Washington D.C., Nov 30, 2020 / 13:00 pm
The Supreme Court heard oral arguments Monday on whether the Trump administration can exclude undocumented immigrants when apportioning congressional representatives based on a state’s population.
The case of Trump v. New York is based on a July memorandum of President Trump to the Commerce Secretary, noting that undocumented immigrants were to be excluded from the apportionment of representatives to states, based on the 2020 Census.
According to the Constitution, the number of congressional representatives from a particular state depends upon the state’s population, which is tabulated by the Census. According to Article I, Sec. 2, The population is “the whole Number of free Persons” and “three fifths of all other Persons,” a reference to the practice of slavery in many states at the time. The Fourteenth Amendment, ratified in 1868, states that “representatives shall be apportioned among the several States according to their respective numbers, counting the whole number of persons in each State.”
Trump, however, has stated that his administration “will not support giving congressional representation to aliens who enter or remain in the country unlawfully, because doing so would create perverse incentives and undermine our system of government.”

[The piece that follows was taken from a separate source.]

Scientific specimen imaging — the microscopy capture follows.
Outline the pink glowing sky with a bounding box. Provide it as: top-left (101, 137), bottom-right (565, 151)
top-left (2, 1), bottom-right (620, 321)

The U.S. Bishops’ conference has repeatedly opposed the policy.
In a statement on Monday, the chair of the U.S. bishops’ migration committee said that excluding undocumented immigrants from the count of total persons in a state “is counter to the Constitution and makes people feel invisible and not valued as human beings.”
“The Church’s teaching is clear: human dignity is most sacred, regardless of legal status,” stated Bishop Mario Dorsonville, auxiliary bishop of Washington, D.C. “For that reason, we once again affirm the need to count all persons in the census, as well as in the apportionment of congressional representatives.”
The state of New York challenged Trump’s order in court, arguing that excluding people from congressional representation based on their citizenship status was unconstitutional and unprecedented.